The preferred approach to validating input is to constrain what you allow from the beginning. It is much easier to validate data for known valid types, patterns, and ranges than it is to validate data by looking for known bad characters. When you design your application, you know what your application expects. The range of valid data is generally a more finite set than potentially malicious input. However, for defense in depth you may also want to reject known bad input and then sanitize the input.

To create an effective input validation strategy, be aware of the following approaches and their tradeoffs:

Constrain input.
Validate data for type, length, format, and range.
Reject known bad input.
Sanitize input.

Constrain Input

Constraining input is about allowing good data. This is the preferred approach. The idea here is to define a filter of acceptable input by using type, length, format, and range. Define what is acceptable input for your application fields and enforce it. Reject everything else as bad data.

Constraining input may involve setting character sets on the server so that you can establish the canonical form of the input in a localized way.

Validate Data for Type, Length, Format, and Range

Use strong type checking on input data wherever possible, for example, in the classes used to manipulate and process the input data and in data access routines. For example, use parameterized stored procedures for data access to benefit from strong type checking of input fields.

String fields should also be length checked and in many cases checked for appropriate format. For example, ZIP codes, social security numbers, and so on have well defined formats that can be validated using regular expressions. Thorough checking is not only good programming practice; it makes it more difficult for an attacker to exploit your code. The attacker may get through your type check, but the length check may make executing his favorite attack more difficult.

Reject Known Bad Input

Deny "bad" data; although do not rely completely on this approach. This approach is generally less effective than using the "allow" approach described earlier and it is best used in combination. To deny bad data assumes your application knows all the variations of malicious input. Remember that there are multiple ways to represent characters. This is another reason why "allow" is the preferred approach.

While useful for applications that are already deployed and when you cannot afford to make significant changes, the "deny" approach is not as robust as the "allow" approach because bad data, such as patterns that can be used to identify common attacks, do not remain constant. Valid data remains constant while the range of bad data may change over time.

Sanitize Input

Sanitizing is about making potentially malicious data safe. It can be helpful when the range of input that is allowed cannot guarantee that the input is safe. This includes anything from stripping a null from the end of a user-supplied string to escaping out values so they are treated as literals.

Another common example of sanitizing input in Web applications is using URL encoding or HTML encoding to wrap data and treat it as literal text rather than executable script. HtmlEncode methods escape out HTML characters, and UrlEncode methods encode a URL so that it is a valid URI request.

In Practice

The following are examples applied to common input fields, using the preceding approaches:

Last Name field. This is a good example where constraining input is appropriate In this case, you might allow string data in the range ASCII A-Z and a-z, and also hyphens and curly apostrophes (curly apostrophes have no significance to SQL) to handle names such as O'Dell. You would also limit the length to your longest expected value.
Quantity field. This is another case where constraining input works well. In this example, you might use a simple type and range restriction. For example, the input data may need to be a positive integer between 0 and 1000.
Free-text field. Examples include comment fields on discussion boards. In this case, you might allow letters and spaces, and also common characters such as apostrophes, commas, and hyphens. The set that is allowed does not include less than and greater than signs, brackets, and braces.
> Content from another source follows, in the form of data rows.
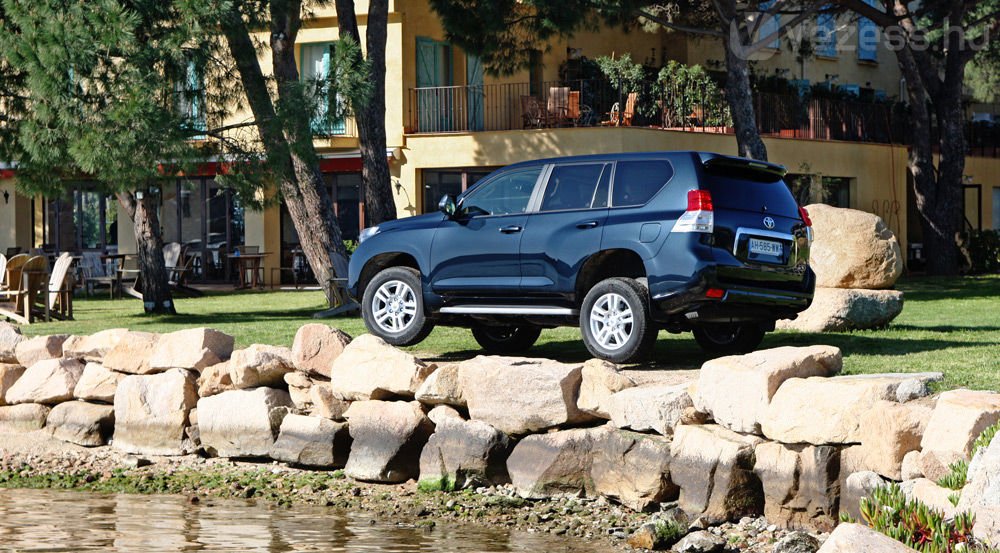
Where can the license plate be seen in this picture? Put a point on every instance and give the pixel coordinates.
(765, 247)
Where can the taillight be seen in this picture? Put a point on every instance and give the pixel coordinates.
(805, 216)
(699, 200)
(699, 216)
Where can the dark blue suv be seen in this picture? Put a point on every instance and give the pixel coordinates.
(621, 245)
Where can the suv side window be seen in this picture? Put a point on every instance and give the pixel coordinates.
(505, 195)
(636, 182)
(575, 186)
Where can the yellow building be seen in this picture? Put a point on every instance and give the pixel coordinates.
(449, 123)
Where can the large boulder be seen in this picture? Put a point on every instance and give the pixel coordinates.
(852, 249)
(312, 442)
(442, 387)
(714, 468)
(651, 408)
(827, 410)
(9, 374)
(191, 348)
(632, 469)
(464, 454)
(599, 381)
(555, 464)
(736, 390)
(518, 395)
(10, 337)
(50, 382)
(316, 347)
(840, 310)
(388, 437)
(132, 353)
(40, 348)
(242, 423)
(81, 423)
(25, 417)
(151, 413)
(260, 365)
(97, 384)
(94, 347)
(855, 538)
(369, 368)
(801, 485)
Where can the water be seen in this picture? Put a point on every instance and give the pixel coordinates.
(46, 520)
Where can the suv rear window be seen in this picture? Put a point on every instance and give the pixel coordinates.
(638, 181)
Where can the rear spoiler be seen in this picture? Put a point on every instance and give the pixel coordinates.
(742, 165)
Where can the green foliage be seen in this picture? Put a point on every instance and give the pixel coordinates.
(915, 524)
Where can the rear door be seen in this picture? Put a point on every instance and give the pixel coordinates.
(566, 229)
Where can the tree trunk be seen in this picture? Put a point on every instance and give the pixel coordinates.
(288, 141)
(379, 203)
(156, 296)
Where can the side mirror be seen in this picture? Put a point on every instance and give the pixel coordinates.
(447, 205)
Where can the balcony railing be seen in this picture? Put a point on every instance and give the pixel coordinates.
(596, 103)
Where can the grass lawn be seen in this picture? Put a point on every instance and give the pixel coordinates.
(949, 325)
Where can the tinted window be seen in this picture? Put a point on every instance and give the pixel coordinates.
(506, 194)
(638, 181)
(572, 187)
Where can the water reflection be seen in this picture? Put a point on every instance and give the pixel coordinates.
(46, 520)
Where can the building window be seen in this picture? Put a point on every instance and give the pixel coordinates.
(315, 60)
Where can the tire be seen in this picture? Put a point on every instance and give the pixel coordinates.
(729, 338)
(506, 340)
(634, 338)
(393, 307)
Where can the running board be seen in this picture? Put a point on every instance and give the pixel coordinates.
(509, 310)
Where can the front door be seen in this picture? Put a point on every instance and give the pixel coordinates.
(476, 253)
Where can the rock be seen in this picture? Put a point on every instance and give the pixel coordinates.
(94, 347)
(369, 368)
(25, 417)
(700, 541)
(599, 381)
(826, 410)
(632, 469)
(132, 353)
(856, 486)
(656, 408)
(854, 538)
(837, 310)
(714, 468)
(555, 464)
(214, 380)
(31, 351)
(736, 390)
(260, 365)
(50, 382)
(312, 442)
(800, 483)
(959, 417)
(151, 413)
(81, 423)
(242, 423)
(191, 348)
(388, 437)
(97, 384)
(316, 347)
(520, 395)
(442, 387)
(9, 374)
(10, 337)
(797, 542)
(464, 454)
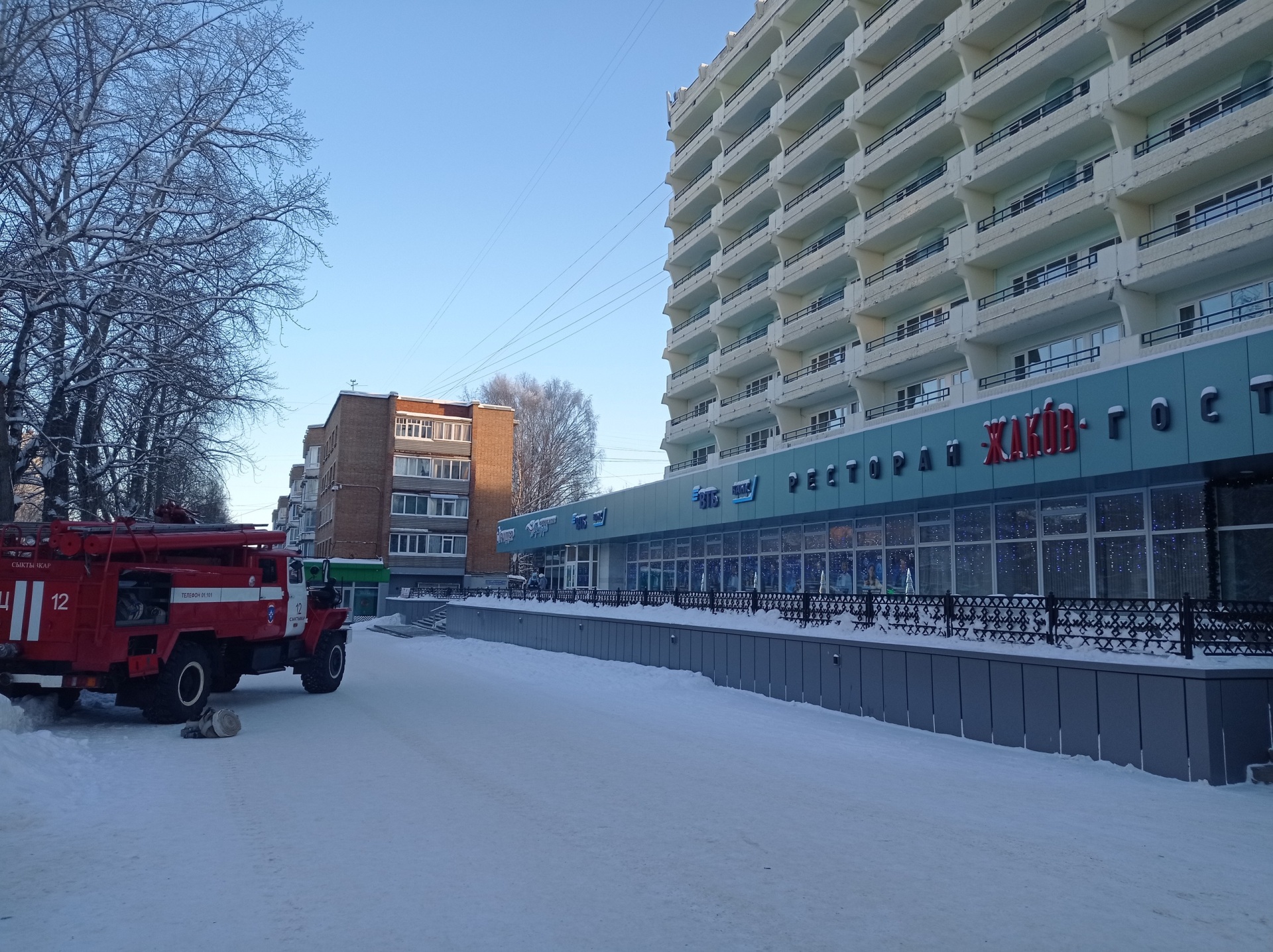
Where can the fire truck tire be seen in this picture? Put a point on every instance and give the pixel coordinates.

Some applications might allow users to mark up their text using a finite set of script characters, such as bold "<b>", italic "<i>", or even include a link to their favorite URL. In the case of a URL, your validation should encode the value so that it is treated as a URL.

In an ideal scenario, an application checks for acceptable input for each field or entry point. However, if you have an existing Web application that does not validate user input, you need a stopgap approach to mitigate risk until you can improve your application's input validation strategy. While neither of the following approaches ensures safe handling of input, because that is dependent on where the input comes from and how it is used in your application, they are in practice today as quick fixes for short-term security improvement:

HTML-encoding and URL-encoding user input when writing back to the client. In this case, the assumption is that no input is treated as HTML and all output is written back in a protected form. This is sanitization in action.
Rejecting malicious script characters. This is a case of rejecting known bad input. In this case, a configurable set of malicious characters is used to reject the input. As described earlier, the problem with this approach is that bad data is a matter of context.